Zauneidechsen lieben Trockenheit und Sonne, Sand, Gras und Steine. Deshalb fühlen sie sich offensichtlich an den Bahndämmen des früheren Rangierbahnhofs zwischen Ahlten und Lehrte ziemlich wohl, dort leben jedenfalls bislang ziemlich viele Exemplare dieser geschützten Spezies. Mit dem Baubeginn für den Megahub in Lehrte sind die ruhigen Zeiten für die kleinen Reptilien jedoch vorbei. Zwar hat die Bahn ihre Planungen für den supermodernen Container-Umschlagplatz eigens noch für diese Tiere geändert. Alte Sandhügel und Dämme blieben bestehen, zudem wurden Ausgleichsflächen hergerichtet. Dennoch müssen die flinken Vierfüßler in nächster Zeit jede Menge Staub und Lärm aushalten. Vor wenigen Tagen versammelte sich dort allerhand Prominenz einschließlich Niedersachsens Wirtschaftsminister Bernd Althusmann zum ersten Spatenstich für das Großprojekt.

Eigentlich sollte Deutschlands modernste Container-Umschlaganlage heute schon in Betrieb sein, aber wie üblich bei solchen Vorhaben hat sich die Sache wegen Einsprüchen und Planänderungen verzögert. Der Baubeginn war ursprünglich für 2012 geplant, doch die ersten Überlegungen reichen viel weiter zurück, bis in die neunziger Jahre des vergangenen Jahrhunderts.

So lange ist der Megahub in Lehrte schon ein Thema. Die Vorbereitungsarbeiten auf dem Gelände des einstigen Güterbahnhofs Lehrte sind ebenfalls seit Jahren im Gang, aber erst jetzt haben unübersehbar die Bauarbeiten begonnen. Zunächst stehen vor allem Erdbewegungen auf dem Terminplan. Bagger, Schaufellader und Kipplaster sind im Einsatz, mächtige Sand- und Erdhügel zeigen, dass auf dem mehr als zehn Hektar großen Baugelände Großes im Gang ist.

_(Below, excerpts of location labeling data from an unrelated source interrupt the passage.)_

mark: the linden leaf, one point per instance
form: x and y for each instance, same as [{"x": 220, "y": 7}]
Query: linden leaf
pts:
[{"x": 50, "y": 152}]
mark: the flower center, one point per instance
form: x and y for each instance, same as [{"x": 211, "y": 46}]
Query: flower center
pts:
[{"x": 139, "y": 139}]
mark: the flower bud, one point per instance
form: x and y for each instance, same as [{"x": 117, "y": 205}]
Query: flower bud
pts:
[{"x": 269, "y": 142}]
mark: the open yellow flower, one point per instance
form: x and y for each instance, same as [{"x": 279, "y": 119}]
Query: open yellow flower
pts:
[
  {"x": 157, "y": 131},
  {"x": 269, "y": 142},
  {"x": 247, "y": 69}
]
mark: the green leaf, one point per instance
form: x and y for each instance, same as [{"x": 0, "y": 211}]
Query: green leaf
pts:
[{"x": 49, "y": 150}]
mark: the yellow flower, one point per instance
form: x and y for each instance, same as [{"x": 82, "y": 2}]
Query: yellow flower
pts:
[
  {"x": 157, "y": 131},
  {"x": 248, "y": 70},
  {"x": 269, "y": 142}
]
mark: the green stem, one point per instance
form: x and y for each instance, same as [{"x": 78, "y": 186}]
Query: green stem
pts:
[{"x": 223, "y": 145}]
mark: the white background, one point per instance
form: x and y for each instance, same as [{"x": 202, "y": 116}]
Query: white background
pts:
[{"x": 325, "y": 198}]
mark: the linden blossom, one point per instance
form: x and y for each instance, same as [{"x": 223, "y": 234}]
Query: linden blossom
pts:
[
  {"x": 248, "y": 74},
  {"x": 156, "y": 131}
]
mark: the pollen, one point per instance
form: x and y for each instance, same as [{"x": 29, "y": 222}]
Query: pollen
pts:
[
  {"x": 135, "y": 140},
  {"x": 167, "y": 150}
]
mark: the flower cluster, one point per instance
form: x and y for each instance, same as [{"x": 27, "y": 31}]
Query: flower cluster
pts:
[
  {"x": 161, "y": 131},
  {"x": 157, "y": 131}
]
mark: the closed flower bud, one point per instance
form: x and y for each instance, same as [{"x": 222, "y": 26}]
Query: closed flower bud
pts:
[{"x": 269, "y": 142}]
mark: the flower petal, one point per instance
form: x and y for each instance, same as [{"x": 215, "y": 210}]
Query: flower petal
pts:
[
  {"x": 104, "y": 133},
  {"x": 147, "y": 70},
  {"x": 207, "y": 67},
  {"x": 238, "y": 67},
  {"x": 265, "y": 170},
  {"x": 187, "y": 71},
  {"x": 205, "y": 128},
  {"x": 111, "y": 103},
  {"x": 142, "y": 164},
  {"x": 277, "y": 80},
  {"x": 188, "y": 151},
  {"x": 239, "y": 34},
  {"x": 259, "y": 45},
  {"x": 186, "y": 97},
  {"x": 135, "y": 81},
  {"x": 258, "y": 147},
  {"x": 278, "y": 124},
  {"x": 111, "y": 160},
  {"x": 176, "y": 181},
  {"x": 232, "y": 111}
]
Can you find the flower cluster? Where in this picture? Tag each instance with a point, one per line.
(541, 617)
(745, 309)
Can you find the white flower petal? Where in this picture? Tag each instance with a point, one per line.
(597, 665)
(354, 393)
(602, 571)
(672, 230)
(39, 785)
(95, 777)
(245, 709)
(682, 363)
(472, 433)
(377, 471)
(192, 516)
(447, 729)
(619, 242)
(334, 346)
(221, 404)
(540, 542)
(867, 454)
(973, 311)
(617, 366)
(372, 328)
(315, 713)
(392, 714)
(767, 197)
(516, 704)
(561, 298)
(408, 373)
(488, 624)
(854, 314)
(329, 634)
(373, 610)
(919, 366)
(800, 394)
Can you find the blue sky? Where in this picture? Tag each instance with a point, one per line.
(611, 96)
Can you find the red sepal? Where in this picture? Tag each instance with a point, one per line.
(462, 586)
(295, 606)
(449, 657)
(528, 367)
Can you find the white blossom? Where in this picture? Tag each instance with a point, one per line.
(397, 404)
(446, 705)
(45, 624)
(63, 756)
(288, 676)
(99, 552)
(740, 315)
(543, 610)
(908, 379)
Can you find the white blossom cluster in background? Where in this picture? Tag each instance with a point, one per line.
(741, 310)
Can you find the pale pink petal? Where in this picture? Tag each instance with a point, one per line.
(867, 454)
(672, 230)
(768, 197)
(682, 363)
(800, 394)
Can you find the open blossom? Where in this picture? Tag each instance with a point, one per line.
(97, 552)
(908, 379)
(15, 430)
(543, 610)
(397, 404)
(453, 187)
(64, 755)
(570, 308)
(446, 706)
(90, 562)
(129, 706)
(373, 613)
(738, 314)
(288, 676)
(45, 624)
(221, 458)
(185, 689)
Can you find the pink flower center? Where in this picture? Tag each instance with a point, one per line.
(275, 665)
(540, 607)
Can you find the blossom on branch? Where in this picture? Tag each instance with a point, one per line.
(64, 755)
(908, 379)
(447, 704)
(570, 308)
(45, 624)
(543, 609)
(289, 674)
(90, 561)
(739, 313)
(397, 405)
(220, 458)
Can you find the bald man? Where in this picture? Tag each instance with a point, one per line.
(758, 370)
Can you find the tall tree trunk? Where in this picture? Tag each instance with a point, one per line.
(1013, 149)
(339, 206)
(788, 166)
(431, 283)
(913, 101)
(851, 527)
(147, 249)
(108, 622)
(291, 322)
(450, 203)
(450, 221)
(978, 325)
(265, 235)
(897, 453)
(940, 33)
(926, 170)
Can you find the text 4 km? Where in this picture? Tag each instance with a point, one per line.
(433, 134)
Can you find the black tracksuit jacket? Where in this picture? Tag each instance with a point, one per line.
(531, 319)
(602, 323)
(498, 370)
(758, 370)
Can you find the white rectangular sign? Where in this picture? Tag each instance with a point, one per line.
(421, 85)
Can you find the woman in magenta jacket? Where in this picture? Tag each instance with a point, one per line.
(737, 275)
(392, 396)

Ende 2019 soll die Anlage fertig sein. Dann sollen zunächst drei, später bis zu sechs riesige Portalkräne über den sechs 700 Meter langen Gleisen Container anheben und absenken. Züge, die zum Beispiel von den Seehäfen in Hamburg, Bremerhaven oder Wilhelmshaven kommen, werden auf diese Weise je nach Zielort der Ladung neu bepackt, das zeitfressende, Krach und Abgas erzeugende Rangieren ist nicht mehr nötig. Außerdem werden dann in Lehrte auch Container vom Lkw auf Züge verfrachtet – und umgekehrt. Damit soll die neue Container-Sortieranlage den alten Umschlagbahnhof in Hannover-Linden ersetzen.

Der Clou der neuen Anlage liegt allerdings in der modernen Technik, in Deutschland bislang einzigartig. Zu der vollautomatischen Sortieranlage gehören fahrerlose, batteriebetriebene Transportfahrzeuge. Sie bringen die vom Kran abgesetzten Container auf den Betonplattformen zwischen den Gleisen zum Zielwagen, wo diese wieder von einem Kran aufgenommen und auf den Zug gesetzt werden.

Projektleiter Andreas Witzel von der DB Netz AG preist die Vorzüge der Anlage. Der Megahub sei „megaschnell, megaökonomisch und megaleise“. Wegen der technischen Besonderheiten sei das Projekt aber „schon eine Herausforderung“ , sagt der gelernte Bauingenieur. Als Hauptvorteil nennt er den schnellen Umschlag, zudem ließen sich damit die Güterzüge besser auslasten. Der Schwerpunkt des Betriebes werde in der Nacht liegen. 25 Zügen dürften täglich umgeladen werden, zwei Drittel davon nachts. Später sollen auch andere Containerbahnhöfe in Deutschland nach dem Lehrter Vorbild modernisiert werden, aber zunächst will die Bahn die Erfahrungen mit dem Megahub auswerten.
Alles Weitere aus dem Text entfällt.